I have a personal angle on that, which is that I’m aphantasic. I can’t see any images in my brain. Up until two years ago, I thought that’s what everybody was like. And since I learned otherwise, I’ve realized that the way I remember things is only in reference to other things. So I’ve been a lot more explicit about that in my own mind, whereas a lot of people can just picture the thing and so they don’t have to think about it in a context.
How did you discover that you had
that problem?
I was reading about it. People started talking about it in the late 1800s, but it was only in the 1980s and early 1990s that somebody started looking into it, gave it a name, and realized that we actually exist on a spectrum. On one end you have somebody who sees total blackness, and at the other end you have somebody who can literally imagine a tree sitting in front of them and see every aspect of it. And we’re all somewhere on there.
I’ve also found in the last few years that I’m autistic…
Really? How did that come about?
Actually, through Sesh. When I was doing neuroscience, I was learning about autism and how it presents. I started digging deeper and I did a bunch of casual tests, and then I did one or two real tests based on behavior. And it was really clear. And then I partnered with an expert in ADHD and autism to write content with us, and I had conversations with her about it, and she’s like, yeah, it’s clear.
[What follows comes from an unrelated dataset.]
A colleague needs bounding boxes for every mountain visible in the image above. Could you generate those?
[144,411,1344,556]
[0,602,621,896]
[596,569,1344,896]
And what that did is, in reflecting on my life, it suddenly put a lot of things into context. And I thought, oh, that’s why I can get up on a stage in front of 25,000 people and feel completely comfortable, but walking into a dinner party with six people, I’ll feel like the world is closing in on me. There are so many things that I have found easy that other people find hard, and vice versa. And so, suddenly, that all makes sense. And that has brought me a lot of calm.